E quem era ela? Alguém com quase
nenhuma importância ou mesmo significado social. Sua presença não seria notada,
suas palavras não seriam ouvidas, suas expressões faciais não seriam
percebidas, seus sentimentos não mereciam atenção. Um objeto, uma propriedade,
ela era apenas uma possessão de alguém realmente mais importante, o que,
consequentemente, fazia dela mais insignificante ainda. Ela era uma pessoa, mas
isso era constantemente esquecido. Podemos até imaginá-la como um ser transparente,
invisível e imperceptível. Um ser sem história, sem passado relevante e com
futuro pré-determinado. Seu riso era guardado para agradar seus senhores, suas
lágrimas eram reservadas para os momentos de solidão. Ela era nada, um quase
ninguém, até que uma decisão errada a lança no palco da história humana, a
introduz na cena da vida e lhe concede nome e personalidade. Quem era Agar para
ser alvo daquele privilégio?
Esse, em minha opinião, é um
ponto muito importante da narrativa de sua primeira fuga em Gênesis 13. Não me
entendam mal, é claro que a relação de Deus com Abrão é mais importante, e que
a doutrina do pacto que substancia a narrativa mais ainda que o próprio Abrão.

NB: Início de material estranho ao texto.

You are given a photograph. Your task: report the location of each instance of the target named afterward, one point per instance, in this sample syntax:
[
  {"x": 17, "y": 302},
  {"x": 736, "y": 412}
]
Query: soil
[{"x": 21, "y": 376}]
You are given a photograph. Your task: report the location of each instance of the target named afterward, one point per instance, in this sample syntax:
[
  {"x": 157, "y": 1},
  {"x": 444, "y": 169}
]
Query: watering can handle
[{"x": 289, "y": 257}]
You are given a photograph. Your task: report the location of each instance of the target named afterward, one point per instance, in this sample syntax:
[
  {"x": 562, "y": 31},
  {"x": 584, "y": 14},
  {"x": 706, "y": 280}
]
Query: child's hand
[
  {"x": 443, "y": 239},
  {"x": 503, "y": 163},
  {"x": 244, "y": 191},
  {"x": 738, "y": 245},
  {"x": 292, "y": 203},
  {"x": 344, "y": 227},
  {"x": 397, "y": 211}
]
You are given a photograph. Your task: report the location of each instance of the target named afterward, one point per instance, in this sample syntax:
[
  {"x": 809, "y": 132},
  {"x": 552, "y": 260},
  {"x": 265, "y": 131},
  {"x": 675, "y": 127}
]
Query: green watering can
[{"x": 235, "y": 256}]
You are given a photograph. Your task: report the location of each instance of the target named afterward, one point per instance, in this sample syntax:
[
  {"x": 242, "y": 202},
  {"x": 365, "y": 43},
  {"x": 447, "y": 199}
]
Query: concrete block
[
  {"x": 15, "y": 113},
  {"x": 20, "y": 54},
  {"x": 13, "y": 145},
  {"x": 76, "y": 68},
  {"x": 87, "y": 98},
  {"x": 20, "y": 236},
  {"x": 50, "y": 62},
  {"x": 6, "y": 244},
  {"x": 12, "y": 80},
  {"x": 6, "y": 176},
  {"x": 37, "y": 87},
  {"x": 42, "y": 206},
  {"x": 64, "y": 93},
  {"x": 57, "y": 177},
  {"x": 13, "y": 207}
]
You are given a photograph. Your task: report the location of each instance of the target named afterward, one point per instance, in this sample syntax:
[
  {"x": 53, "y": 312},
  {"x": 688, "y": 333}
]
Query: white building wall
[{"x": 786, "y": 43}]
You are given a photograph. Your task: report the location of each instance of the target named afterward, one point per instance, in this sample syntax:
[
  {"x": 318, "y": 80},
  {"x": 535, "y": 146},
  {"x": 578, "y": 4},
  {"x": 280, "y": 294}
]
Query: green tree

Entretanto, nesta passagem é a Agar que Deus se revela. É a ela que O Anjo do
Senhor se manifesta. A doutrina da Aliança está exposta em seu diálogo com o
Senhor, e o pacto com Abrão é evidenciado por essa conversa à beira do poço no deserto.
Não é necessário repetir a história, todos a conhecemos bem. Sabemos que Abrão
foi chamado aos 75 anos com a promessa de que sua esposa conceberia dele, e lhe
daria uma descendência embora ela fosse estéril. Também sabemos que a promessa
só se cumpriu quando ele possuía 99 anos. Isso explica porque que entre 10 e 11
anos após seu chamado ele e sua esposa resolvem interferir no processo e
provocar uma gravidez através da escrava.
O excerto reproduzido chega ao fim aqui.